I second everything that Brian has said. I own a RTX.100, and it's a great realtime card -- certainly the best realtime card on the market. But . . .
IMO, realtime cards are now more trouble than they're worth for DV editing -- and I say that as someone who's owned a Canopus DV Storm, a Matrox RT2500 and a RTX.100 over the last few years. Realtime cards get you true realtime DV out, and the RTX.100 (but not the RTX.10, IIRC) offers a terrific realtime color corrector that ALMOST justifies the purchase by itself. But using a realtime card also locks you into using Premiere, and worse, it can significantly increase your chance of running into stability problems, even on systems with 100% vendor-approved components. In my experience, even the most stable realtime solutions (used to be the Storm, now is the RTX.100) are significantly more flakey than any of the main software packages available today. Whether that's Adobe's fault or the board makers' is a question for another day . . .
So get yourself a Pyro firewire card and a Canopus ADVC-100. Plug the ADVC into the Pyro, and voila! -- you've got analog and digital I/O that looks as good as the output from any of the realtime cards. What's better, you can use it with any editor that strikes your fancy, and all of them today can use the analog out of the ADVC to give you at least some degree of realtime preview on a TV. If you want to capture an analog stream, simply select the ADVC as your signal source -- the ADVC will convert the analog signal into a DV stream that the Pyro can capture without problems.
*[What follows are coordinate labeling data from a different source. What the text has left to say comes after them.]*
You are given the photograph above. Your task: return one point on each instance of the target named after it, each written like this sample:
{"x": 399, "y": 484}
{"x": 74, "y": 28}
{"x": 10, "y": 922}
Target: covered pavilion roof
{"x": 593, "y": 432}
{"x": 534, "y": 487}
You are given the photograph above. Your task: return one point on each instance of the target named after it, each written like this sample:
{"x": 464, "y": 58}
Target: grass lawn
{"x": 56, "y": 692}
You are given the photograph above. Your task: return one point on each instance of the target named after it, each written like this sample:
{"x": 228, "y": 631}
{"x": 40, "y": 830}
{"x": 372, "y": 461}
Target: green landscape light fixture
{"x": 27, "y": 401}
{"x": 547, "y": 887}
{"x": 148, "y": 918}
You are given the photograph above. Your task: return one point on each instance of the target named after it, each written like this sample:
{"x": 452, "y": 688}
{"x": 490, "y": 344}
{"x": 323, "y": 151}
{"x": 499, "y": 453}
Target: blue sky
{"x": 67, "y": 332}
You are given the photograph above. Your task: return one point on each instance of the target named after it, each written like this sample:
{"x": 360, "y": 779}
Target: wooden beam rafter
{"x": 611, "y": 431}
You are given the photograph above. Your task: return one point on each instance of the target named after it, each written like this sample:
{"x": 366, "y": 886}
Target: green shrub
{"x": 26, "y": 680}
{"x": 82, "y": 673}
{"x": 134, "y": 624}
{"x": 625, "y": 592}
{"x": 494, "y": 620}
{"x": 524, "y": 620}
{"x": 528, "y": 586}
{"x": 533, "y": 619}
As for the pros and cons of a capture card v. a D/A converter like the ADVC: I would definitely go for a converter. Consumer capture cards tend to use codecs that can be problematic for capture (dropped frames) or editing (a lot of them use MPEG-2 for capture, which is problematic to edit). On a modern computer, dropped frames simply aren't an issue when capturing DV over firewire, and just about all the software today is optimized for DV editing. It's a DV world right now -- embrace it.
Finally, if you do decide to go the converter route, I really recommend getting the Canopus unit rather than something like the Dazzle Hollywood DV bridge. The Canopus costs more, but it's worth it: it works with seemingly everything, without issues. I have yet to hear anyone complain about it.
IMO, realtime cards are now more trouble than they're worth for DV editing -- and I say that as someone who's owned a Canopus DV Storm, a Matrox RT2500 and a RTX.100 over the last few years. Realtime cards get you true realtime DV out, and the RTX.100 (but not the RTX.10, IIRC) offers a terrific realtime color corrector that ALMOST justifies the purchase by itself. But using a realtime card also locks you into using Premiere, and worse, it can significantly increase your chance of running into stability problems, even on systems with 100% vendor-approved components. In my experience, even the most stable realtime solutions (used to be the Storm, now is the RTX.100) are significantly more flakey than any of the main software packages available today. Whether that's Adobe's fault or the board makers' is a question for another day . . .
So get yourself a Pyro firewire card and a Canopus ADVC-100. Plug the ADVC into the Pyro, and voila! -- you've got analog and digital I/O that looks as good as the output from any of the realtime cards. What's better, you can use it with any editor that strikes your fancy, and all of them today can use the analog out of the ADVC to give you at least some degree of realtime preview on a TV. If you want to capture an analog stream, simply select the ADVC as your signal source -- the ADVC will convert the analog signal into a DV stream that the Pyro can capture without problems.
As for the pros and cons of a capture card v. a D/A converter like the ADVC: I would definitely go for a converter. Consumer capture cards tend to use codecs that can be problematic for capture (dropped frames) or editing (a lot of them use MPEG-2 for capture, which is problematic to edit). On a modern computer, dropped frames simply aren't an issue when capturing DV over firewire, and just about all the software today is optimized for DV editing. It's a DV world right now -- embrace it.
Finally, if you do decide to go the converter route, I really recommend getting the Canopus unit rather than something like the Dazzle Hollywood DV bridge. The Canopus costs more, but it's worth it: it works with seemingly everything, without issues. I have yet to hear anyone complain about it.